Арагон бывал блестящим рассказчиком, когда заводил речь о своем детства или о Сопротивлении, времени, когда подвергался немалой опасности, передавая рукописи патриотической прессе. Но когда он читал свои стихи, это вызывало зубовный скрежет, потому что эта его манера была совершенно неестественной. А говоря прозой, был очаровательным.

Я понимала, что Арагон был политиком в том смысле, какой вкладывал в это слово Талейран, сложным человеком, актерствующим среди политических хитросплетений. Пабло часто говорил: "Арагон праведник, но вряд ли герой". Он терпеть не мог, когда я сравнивала Арагона с Мальро, но у них было что-то общее. Правда, Арагон был в большей степени аристократом.

Однажды, когда Арагон был у нас, Пабло сказал со смехом:

"Всем народным партиям, вроде коммунистов, нужны принцы", а в том, что Арагон своего рода принц, сомневаться не приходилось.

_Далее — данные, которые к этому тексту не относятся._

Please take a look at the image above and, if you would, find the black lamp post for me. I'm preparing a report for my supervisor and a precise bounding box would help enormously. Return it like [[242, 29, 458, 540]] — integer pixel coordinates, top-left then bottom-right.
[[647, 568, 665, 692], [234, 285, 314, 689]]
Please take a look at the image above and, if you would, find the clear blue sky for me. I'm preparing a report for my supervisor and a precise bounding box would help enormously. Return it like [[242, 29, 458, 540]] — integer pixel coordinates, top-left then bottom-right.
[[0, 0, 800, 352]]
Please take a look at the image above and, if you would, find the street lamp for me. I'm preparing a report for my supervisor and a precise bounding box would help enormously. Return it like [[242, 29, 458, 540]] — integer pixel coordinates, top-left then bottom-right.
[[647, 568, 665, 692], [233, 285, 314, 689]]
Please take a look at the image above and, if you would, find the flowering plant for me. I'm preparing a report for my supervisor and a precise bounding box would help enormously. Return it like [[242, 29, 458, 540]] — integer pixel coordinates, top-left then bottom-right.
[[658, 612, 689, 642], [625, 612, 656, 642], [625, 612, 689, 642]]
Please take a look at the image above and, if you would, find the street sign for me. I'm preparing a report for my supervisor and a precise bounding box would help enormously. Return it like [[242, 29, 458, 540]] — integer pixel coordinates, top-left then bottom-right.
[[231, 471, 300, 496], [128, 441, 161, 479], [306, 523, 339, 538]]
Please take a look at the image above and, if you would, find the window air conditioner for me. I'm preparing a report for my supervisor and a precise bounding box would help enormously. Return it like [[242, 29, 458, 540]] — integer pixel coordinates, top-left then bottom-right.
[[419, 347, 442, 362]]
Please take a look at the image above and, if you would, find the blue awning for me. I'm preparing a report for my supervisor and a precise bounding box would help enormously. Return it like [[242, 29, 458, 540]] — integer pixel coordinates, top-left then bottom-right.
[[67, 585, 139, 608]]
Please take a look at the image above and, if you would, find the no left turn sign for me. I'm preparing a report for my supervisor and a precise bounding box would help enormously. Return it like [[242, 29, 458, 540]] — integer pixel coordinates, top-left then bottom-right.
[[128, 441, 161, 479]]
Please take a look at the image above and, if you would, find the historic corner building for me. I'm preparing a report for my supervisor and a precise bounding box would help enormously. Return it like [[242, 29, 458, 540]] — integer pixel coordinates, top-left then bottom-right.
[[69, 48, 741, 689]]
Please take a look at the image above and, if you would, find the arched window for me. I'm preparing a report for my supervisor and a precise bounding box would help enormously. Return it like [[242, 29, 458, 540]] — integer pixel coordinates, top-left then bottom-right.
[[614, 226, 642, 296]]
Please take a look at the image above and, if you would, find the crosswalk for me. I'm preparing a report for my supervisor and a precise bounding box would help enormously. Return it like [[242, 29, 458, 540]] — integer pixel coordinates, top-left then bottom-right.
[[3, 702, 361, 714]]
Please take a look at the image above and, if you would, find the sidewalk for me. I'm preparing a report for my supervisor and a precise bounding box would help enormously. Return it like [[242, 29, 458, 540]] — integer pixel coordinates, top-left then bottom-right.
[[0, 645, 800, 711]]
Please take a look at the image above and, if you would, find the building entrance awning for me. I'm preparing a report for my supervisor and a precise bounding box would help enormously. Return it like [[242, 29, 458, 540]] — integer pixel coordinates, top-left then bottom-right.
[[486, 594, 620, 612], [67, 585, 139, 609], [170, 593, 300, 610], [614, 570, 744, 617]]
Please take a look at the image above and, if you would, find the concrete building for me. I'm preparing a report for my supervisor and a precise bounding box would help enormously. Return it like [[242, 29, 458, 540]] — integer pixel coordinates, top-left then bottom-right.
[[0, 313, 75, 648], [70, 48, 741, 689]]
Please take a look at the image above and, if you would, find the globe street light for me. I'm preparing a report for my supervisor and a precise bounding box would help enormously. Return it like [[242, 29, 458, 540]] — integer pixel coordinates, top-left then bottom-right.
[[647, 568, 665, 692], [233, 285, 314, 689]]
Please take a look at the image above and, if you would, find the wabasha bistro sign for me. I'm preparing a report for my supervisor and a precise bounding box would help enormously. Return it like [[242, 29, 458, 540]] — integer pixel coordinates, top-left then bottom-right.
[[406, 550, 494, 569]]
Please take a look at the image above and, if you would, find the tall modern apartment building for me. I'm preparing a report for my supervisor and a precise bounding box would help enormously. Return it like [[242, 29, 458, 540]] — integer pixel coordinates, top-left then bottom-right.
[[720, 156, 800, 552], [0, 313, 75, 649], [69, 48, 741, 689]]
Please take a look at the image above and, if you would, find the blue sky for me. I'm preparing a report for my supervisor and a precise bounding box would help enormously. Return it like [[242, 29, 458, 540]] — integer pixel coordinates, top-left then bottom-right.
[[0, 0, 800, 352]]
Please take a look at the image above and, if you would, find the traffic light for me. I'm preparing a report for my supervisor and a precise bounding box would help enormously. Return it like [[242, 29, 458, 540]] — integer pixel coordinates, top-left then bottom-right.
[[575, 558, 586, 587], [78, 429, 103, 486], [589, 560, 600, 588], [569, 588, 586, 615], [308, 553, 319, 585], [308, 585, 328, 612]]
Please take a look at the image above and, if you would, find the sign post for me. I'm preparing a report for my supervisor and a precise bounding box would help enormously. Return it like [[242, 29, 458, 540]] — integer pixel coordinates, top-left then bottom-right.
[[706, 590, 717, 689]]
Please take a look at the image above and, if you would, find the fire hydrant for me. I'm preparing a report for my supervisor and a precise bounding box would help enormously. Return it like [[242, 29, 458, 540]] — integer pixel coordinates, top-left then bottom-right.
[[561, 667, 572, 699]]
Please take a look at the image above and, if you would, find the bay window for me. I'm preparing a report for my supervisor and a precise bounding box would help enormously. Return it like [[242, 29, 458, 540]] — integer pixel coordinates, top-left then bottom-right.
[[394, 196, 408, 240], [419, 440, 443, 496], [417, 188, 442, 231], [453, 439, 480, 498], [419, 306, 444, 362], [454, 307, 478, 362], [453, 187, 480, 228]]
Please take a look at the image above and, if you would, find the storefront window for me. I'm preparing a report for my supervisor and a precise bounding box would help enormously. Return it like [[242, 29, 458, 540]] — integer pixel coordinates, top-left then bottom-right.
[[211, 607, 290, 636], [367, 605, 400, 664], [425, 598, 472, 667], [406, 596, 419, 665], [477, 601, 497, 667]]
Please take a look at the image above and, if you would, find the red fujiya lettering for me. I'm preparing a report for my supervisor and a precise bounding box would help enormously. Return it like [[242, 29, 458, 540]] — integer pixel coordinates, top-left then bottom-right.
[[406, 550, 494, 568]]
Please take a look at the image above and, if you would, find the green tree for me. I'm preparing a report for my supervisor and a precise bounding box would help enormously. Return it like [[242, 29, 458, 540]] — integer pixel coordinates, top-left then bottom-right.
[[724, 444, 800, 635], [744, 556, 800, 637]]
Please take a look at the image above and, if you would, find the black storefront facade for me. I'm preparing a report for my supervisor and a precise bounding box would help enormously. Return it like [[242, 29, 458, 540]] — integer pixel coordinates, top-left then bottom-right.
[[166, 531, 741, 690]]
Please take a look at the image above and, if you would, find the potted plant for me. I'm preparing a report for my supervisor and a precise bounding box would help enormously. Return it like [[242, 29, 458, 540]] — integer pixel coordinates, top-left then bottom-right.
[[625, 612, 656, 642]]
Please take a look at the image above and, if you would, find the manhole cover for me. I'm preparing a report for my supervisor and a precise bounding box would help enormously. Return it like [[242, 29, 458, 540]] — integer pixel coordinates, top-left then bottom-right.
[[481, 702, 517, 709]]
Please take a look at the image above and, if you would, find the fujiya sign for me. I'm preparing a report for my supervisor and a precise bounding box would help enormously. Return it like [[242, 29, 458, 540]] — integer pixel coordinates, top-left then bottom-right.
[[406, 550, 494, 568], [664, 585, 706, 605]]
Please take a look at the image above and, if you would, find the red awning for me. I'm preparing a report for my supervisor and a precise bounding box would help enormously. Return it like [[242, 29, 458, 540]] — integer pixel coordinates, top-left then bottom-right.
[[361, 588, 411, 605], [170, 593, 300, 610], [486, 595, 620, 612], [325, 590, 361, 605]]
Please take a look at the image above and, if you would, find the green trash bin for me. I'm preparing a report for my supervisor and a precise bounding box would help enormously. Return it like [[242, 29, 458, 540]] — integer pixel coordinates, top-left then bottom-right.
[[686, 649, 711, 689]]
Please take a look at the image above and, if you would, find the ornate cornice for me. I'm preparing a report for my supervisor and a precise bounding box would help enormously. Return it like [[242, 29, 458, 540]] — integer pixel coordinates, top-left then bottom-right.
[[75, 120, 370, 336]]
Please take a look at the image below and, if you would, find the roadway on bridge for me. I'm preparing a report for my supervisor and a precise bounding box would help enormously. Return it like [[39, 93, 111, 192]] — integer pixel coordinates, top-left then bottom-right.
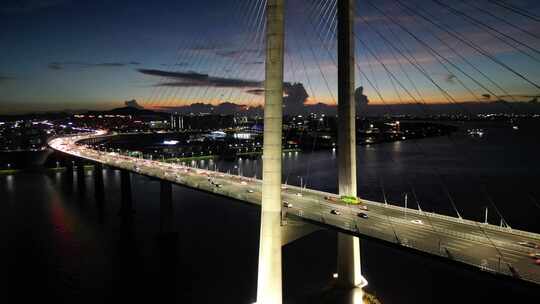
[[49, 134, 540, 284]]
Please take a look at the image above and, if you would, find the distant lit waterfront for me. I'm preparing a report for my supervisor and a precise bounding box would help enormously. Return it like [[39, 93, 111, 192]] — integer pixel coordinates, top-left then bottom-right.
[[0, 120, 540, 303]]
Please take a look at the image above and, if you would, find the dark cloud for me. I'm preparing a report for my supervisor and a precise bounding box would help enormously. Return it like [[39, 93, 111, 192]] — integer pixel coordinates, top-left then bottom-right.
[[47, 61, 141, 70], [124, 99, 144, 110], [354, 87, 369, 107], [283, 82, 309, 113], [161, 62, 189, 67], [0, 0, 71, 14], [445, 74, 456, 83], [0, 75, 15, 82], [138, 69, 262, 88], [216, 49, 261, 58]]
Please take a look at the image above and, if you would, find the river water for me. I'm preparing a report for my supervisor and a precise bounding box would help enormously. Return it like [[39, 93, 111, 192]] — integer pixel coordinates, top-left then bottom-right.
[[0, 123, 540, 304]]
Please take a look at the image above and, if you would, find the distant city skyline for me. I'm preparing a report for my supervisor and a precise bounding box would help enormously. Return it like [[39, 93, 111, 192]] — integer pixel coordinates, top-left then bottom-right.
[[0, 0, 540, 114]]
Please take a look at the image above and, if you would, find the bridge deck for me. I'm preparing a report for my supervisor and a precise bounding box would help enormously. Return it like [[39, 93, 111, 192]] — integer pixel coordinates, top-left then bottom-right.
[[49, 135, 540, 284]]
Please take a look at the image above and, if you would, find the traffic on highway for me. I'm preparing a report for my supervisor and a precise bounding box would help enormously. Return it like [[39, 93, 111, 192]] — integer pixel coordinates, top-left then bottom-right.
[[49, 131, 540, 284]]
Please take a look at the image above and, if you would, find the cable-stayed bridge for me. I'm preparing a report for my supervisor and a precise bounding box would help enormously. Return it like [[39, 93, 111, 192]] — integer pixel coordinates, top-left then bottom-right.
[[50, 134, 540, 284], [50, 0, 540, 304]]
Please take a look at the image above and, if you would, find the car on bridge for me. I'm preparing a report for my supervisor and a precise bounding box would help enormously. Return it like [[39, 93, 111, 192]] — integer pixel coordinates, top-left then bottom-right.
[[518, 241, 538, 249], [330, 209, 341, 215], [356, 212, 369, 219]]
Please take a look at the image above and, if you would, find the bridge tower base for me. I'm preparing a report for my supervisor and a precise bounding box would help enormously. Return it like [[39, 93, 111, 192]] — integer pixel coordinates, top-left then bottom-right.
[[118, 170, 135, 215], [337, 0, 366, 288], [257, 0, 285, 304]]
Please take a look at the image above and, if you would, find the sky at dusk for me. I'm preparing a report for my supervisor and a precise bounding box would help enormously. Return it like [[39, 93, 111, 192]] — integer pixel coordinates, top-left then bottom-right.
[[0, 0, 540, 114]]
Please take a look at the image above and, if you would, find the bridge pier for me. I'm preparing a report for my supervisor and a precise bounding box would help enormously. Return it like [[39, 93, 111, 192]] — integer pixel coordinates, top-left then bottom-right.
[[159, 180, 175, 237], [94, 163, 105, 202], [257, 0, 285, 304], [119, 170, 135, 215], [64, 160, 74, 193], [337, 0, 365, 288]]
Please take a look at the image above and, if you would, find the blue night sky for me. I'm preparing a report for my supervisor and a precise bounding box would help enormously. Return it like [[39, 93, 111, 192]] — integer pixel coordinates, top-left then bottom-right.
[[0, 0, 540, 114]]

Если б он посвятил себя церкви, а не компартии, его нетрудно было бы представить кардиналом. Но смесь в его натуре поэта и писателя с актером приводила в замешательство, та как внешне он был прежде всего актером, притворщиком; однако в глубине души целиком и полностью оставался самим собой. Арагон был человеком крайних противоречий и сильно страдал из-за них. Он имел полное право считать себя мастером литературы и неизменно требовал, чтобы ему воздавали должное: на премьере или каком-нибудь сборище "всего Парижа" стремился занять подобающее место, был чувствительным к титулам и этикету не меньше, чем любой из герцогов при дворе Людовика Х1V. А под всем этим, на мой взгляд, таились неослабная подозрительность к остальным, беспокойство, непреходящая неудовлетворенность, вызывающие неутолимое желание быть многоликим.

.Думаю, Пабло был прав, называя Арагона праведником, поскольку для такого человека принадлежность к компартии представляла собой наивысшее самоотречение. Если на общественном и профессиональном уровнях он требовал к себе той почтительности, на какую, по его мнению, мог претендовать, то на другом полюсе его натуры существовал своеобразный мазохизм, заключавшийся в приверженности партии, что делало его в большей степени коммунистом, чем все прочие. В результате ему не раз приходилось страдать из-за эстетических предубеждений партийного руководства.